Historian William Sheehan and astronomer and planetary scientist Jim Bell combine their talents to tell a unique story of what we've learned by studying Mars through evolving technologies. What the eye sees as a mysterious red dot wandering through the sky becomes a blurry mirage of apparent seas, continents, and canals as viewed through Earth-based telescopes. Beginning with the Mariner and Viking missions of the 1960s and 1970s, space-based instruments and monitoring systems have flooded scientists with data on Mars's meteorology and geology, and have even sought evidence of possible existence of life-forms on or beneath the surface. This knowledge has transformed our perception of the Red Planet and has provided clues for better understanding our own blue world.
Discovering Mars vividly conveys the way our understanding of this other planet has grown from earliest times to the present. The narrative of our quest for the Red Planet has showcased some of our species' most hopeful curiosity, cooperation, exploration, and the restless drive to understand our place in the larger universe. Sheehan and Bell have written an ambitious first draft of that narrative even as the latest chapters continue to be added both by researchers on Earth and our robotic emissaries on and around Mars.
James (Jim) F. Bell III (born July 23, 1965) is a Professor of Astronomy at Arizona State University, specializing in the study of planetary geology, geochemistry and mineralogy using data obtained from telescopes and from various spacecraft missions. Dr. Bell's active research has involved the NASA Mars Pathfinder, Near Earth Asteroid Rendezvous (NEAR), Comet Nucleus Tour (CONTOUR), 2001 Mars Odyssey, Mars Reconnaissance Orbiter, Lunar Reconnaissance Orbiter, and the Mars Science Laboratory missions. His book Postcards from Mars includes many images taken by the Mars rovers. Dr. Bell is currently an editor of the space science journal Icarus and president of The Planetary Society. He has served as the lead scientist in charge of the Panoramic camera (Pancam) color imaging system on Mars rovers Spirit and Opportunity.
This took me a bit longer than usual to read, but not because it wasn't interesting! I was just busy!
A detailed and up-to-date reference on everything that is Mars and its exploration. It even included information on the Perseverance landing in February 2021, just over a year ago.
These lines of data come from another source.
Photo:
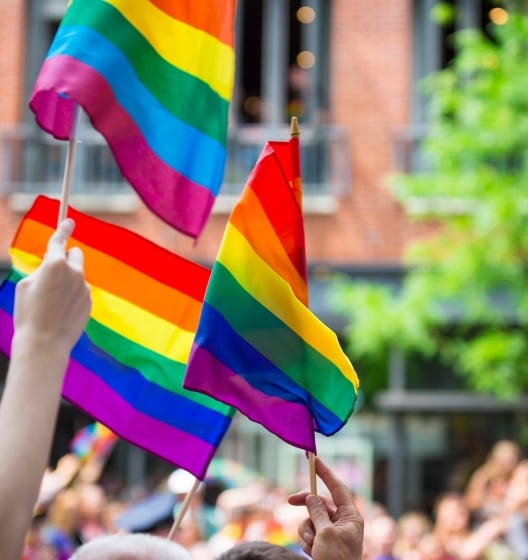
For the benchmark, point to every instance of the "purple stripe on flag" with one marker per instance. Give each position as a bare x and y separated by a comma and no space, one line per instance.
81,386
183,204
288,420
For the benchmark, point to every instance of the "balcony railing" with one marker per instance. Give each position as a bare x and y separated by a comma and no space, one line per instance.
33,162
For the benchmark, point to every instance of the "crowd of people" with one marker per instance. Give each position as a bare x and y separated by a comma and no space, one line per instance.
69,513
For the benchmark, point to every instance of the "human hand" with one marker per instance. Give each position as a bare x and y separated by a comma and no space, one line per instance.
335,526
53,303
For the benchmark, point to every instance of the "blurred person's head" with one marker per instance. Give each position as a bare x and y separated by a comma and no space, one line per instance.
131,547
430,548
63,512
411,526
505,455
451,514
380,536
92,502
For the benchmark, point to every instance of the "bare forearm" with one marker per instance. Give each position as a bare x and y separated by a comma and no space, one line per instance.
26,429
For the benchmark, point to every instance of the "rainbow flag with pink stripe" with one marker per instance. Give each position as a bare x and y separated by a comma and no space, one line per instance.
258,347
93,442
155,78
126,371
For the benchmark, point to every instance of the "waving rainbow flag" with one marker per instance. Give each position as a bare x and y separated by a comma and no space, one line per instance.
126,370
258,347
94,441
155,78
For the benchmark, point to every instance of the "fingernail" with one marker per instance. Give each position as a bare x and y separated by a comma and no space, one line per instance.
312,500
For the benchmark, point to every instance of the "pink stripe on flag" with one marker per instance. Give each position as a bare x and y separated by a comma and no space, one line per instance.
288,420
81,386
170,195
7,330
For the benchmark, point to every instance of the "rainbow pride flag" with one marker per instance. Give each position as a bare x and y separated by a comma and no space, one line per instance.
126,370
155,78
258,347
93,442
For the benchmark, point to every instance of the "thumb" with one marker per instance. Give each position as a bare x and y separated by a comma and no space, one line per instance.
318,513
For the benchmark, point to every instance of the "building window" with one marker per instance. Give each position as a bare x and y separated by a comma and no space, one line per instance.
434,23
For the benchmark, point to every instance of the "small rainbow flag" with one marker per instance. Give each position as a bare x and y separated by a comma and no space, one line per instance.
126,370
155,78
94,441
258,347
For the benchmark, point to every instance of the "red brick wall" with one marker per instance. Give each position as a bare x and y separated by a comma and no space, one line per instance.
370,92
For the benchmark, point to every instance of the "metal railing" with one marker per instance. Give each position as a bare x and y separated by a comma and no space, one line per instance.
32,161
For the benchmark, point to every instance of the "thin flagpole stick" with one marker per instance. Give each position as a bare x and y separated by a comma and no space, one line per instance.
183,509
68,167
313,477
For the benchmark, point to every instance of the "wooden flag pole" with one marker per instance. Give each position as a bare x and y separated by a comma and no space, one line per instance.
295,133
68,167
313,476
183,509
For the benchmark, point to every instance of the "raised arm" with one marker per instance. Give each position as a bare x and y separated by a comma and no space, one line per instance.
335,526
51,309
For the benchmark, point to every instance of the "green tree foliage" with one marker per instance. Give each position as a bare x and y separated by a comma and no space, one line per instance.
465,297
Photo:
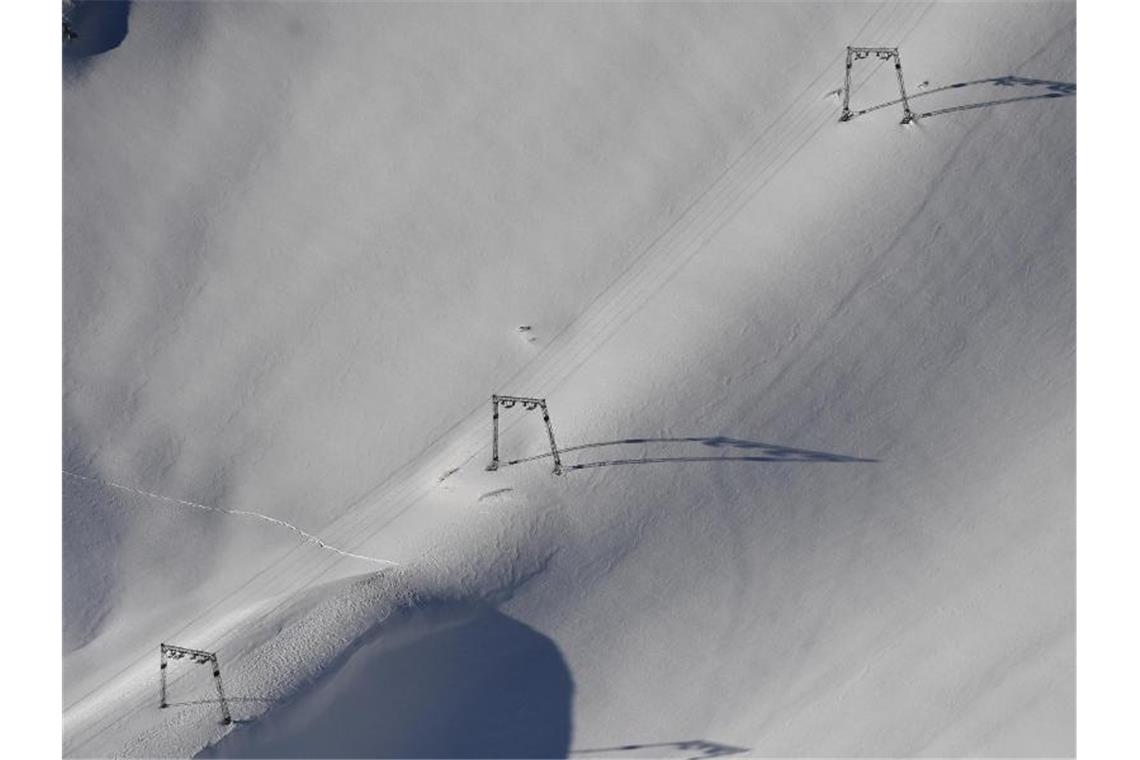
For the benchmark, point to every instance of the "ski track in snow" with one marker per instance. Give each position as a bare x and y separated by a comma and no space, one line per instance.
241,513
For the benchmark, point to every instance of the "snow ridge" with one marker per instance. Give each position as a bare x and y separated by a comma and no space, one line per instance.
241,513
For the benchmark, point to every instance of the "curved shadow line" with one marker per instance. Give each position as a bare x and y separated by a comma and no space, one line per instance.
228,699
706,749
987,104
1059,90
652,460
775,452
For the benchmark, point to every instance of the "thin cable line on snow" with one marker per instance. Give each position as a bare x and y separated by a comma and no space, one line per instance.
241,513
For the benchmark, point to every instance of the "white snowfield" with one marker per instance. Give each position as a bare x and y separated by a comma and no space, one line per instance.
812,382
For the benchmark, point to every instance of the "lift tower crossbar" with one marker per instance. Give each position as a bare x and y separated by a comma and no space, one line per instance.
529,405
197,656
881,54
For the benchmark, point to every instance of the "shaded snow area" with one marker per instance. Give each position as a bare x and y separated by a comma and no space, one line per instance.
812,382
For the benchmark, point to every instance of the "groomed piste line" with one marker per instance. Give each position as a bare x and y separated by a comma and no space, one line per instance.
239,513
657,263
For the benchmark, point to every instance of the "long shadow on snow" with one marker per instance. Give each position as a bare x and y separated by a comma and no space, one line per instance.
1053,90
764,452
685,749
100,26
444,680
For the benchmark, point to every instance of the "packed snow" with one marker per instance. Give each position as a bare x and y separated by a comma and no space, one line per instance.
812,382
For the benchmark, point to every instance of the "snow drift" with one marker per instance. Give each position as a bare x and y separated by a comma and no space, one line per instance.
813,382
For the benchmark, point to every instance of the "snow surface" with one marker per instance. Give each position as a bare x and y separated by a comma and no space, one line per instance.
813,382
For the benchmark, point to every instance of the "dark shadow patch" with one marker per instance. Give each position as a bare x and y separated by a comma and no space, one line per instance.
1047,89
446,680
96,27
684,749
763,452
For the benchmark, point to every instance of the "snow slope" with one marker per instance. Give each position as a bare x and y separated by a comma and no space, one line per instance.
299,243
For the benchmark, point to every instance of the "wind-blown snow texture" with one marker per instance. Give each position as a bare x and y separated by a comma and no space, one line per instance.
814,382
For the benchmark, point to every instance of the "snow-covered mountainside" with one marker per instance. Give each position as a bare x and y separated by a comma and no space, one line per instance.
812,382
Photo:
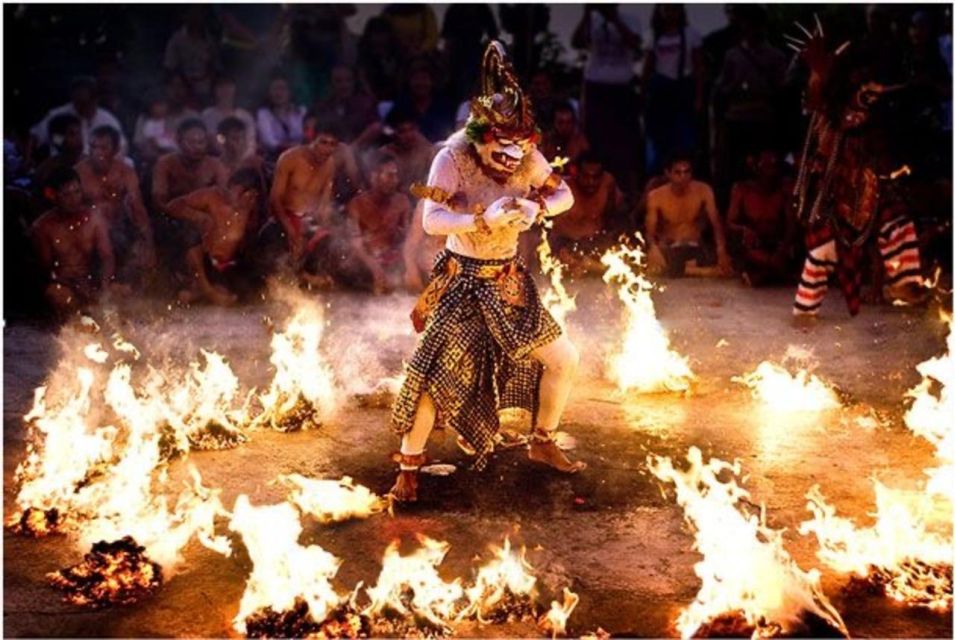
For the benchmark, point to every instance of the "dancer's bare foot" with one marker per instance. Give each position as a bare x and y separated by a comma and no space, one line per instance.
544,450
405,488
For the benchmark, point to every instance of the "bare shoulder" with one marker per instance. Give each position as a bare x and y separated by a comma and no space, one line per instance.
701,188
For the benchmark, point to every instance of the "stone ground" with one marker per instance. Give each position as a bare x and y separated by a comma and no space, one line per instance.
610,533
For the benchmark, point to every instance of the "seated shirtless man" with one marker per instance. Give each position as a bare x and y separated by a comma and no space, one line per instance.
581,235
302,201
761,230
69,240
112,188
379,219
218,219
676,213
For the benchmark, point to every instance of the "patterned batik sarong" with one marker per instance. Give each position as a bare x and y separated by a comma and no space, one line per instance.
484,318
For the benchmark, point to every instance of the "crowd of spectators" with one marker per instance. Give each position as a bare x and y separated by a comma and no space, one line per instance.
272,135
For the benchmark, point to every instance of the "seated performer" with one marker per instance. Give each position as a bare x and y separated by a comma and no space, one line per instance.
676,213
379,218
112,187
69,240
760,226
849,187
488,342
581,235
217,219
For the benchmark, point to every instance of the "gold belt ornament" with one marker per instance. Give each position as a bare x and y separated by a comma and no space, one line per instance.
510,284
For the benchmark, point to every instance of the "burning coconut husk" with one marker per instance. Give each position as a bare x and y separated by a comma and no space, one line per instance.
111,574
298,622
332,500
644,362
907,552
779,390
35,523
285,575
749,581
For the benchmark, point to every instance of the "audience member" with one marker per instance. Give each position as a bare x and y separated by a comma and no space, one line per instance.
613,43
83,104
748,90
584,232
676,213
188,169
379,219
412,151
564,139
672,85
111,187
192,52
279,122
217,221
350,110
761,230
72,244
224,107
379,61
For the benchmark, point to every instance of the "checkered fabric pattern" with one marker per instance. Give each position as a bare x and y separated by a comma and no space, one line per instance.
473,358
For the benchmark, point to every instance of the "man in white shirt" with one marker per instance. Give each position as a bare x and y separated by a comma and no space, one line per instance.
613,43
83,105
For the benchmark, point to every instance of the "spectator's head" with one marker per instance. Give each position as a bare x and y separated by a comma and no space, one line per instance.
224,91
64,189
328,135
280,93
565,120
405,125
678,169
384,175
193,138
921,29
878,21
104,144
66,134
246,185
420,80
667,18
378,38
83,95
343,82
233,135
177,90
590,171
765,164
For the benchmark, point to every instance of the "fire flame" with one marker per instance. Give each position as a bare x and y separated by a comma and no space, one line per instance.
779,390
555,299
332,500
908,550
282,570
302,393
645,361
744,568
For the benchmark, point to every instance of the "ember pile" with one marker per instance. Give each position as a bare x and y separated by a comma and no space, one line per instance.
35,523
113,573
298,623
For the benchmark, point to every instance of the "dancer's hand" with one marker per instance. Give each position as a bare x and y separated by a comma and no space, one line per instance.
503,212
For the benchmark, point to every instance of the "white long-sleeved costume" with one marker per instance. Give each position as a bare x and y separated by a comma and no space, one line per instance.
455,170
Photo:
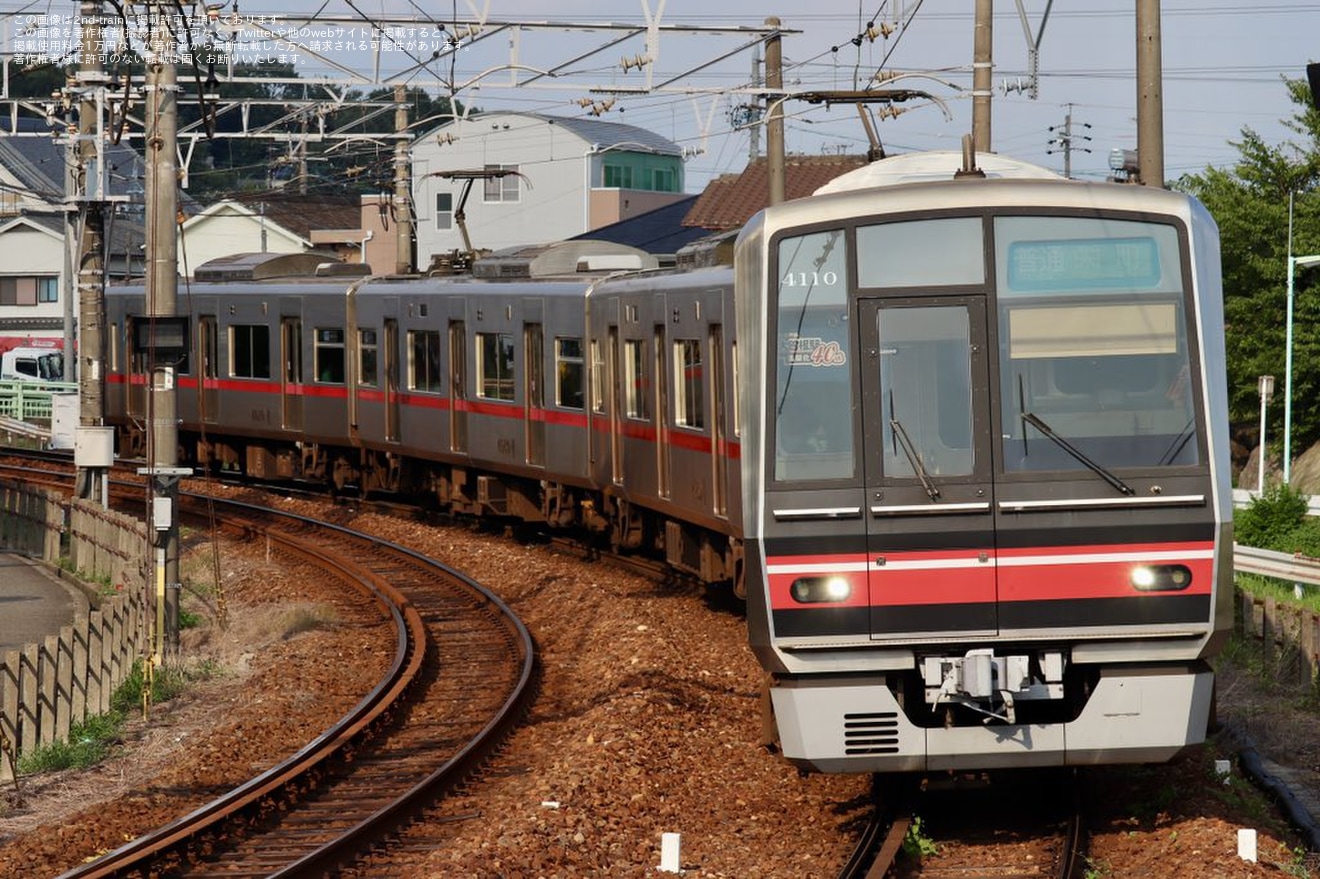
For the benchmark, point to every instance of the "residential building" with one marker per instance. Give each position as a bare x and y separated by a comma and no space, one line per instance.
281,222
564,176
36,267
If you want a one-stop reference on all Martian explorations, this is it!
The first part of the book goes in-depth into ancient and pre-modern "natural philosophers", from the Babylonians to Galileo. There is then a section on all the astronomers and Mars observers, detailing all of their work observing Mars through telescopes, up until the mid 20th-century, and the beginning of the Space Age. This first part of the book was a bit longer than I would have liked, but it was important to understand the evolution of the thinking about Mars throughout human history.
Then we head into the Space Age, where the real fun stuff begins. All the different flybys, orbiters, and landers were detailed, as well as all of their observations and discoveries. There was a bit too much geology for my tastes; I would have liked a bit more on the technology used by these spacecraft, but hey, that's why we go to Mars: to study it's atmosphere and geology.
My one gripe with the book was that there weren't nearly enough colour plates in it, and many images were in black and white, but the captions talked about them as though they were in colour. Frustrating!
The good news is, though, that my next book is Missions to Mars, which is chock-full of colour images, and which is a bit of a less in-depth history of Martian exploration.
Final note: Of course, I rewatched the Martian this week, and of course, it made me cry again, as it always does.
You want to know just about everything associated with Mars as far as humans go? Read this book. From the first time that man glimpsed the Red Planet to the various probes that run across the surface and orbit the planet, this book accounts for them all (or at least as much as was known in 2021). This work is dense and detailed, but you will learn it all. Perhaps if you want just one book to read about Mara, and learn all there is to know, you might try this massive work.
Spectacular in ambition and scope — covers humanity's understanding of Mars since the invention of the telescope, and details what different space probes contributed to altering our understanding of the planet.
While not every result is documented, the story is told in great detail, with sources, and in a coherent narrative. A wonderful read spanning from 1600 to 2020, and covering Lowell and Antoniadi's canals debate, the first space missions, the arrival of Mariner 9, the Vikings, and the recent flurry of successful missions. Every mission is part of the tapestry, only the Marsokhod prototype was omitted of all the efforts I know of (fairly, as it was never a scheduled mission).
A thorough, in-depth, and amazingly researched history of Mars -- our viewings and visits of it, and our future with it. While I'm not sure everyone would find this interesting (it is very, very dense and it really gets into the weeds) I found it fascinating in the same way I found Richard Cohen's Chasing the Sun.
If you like science and astronomy, this is definitely for you.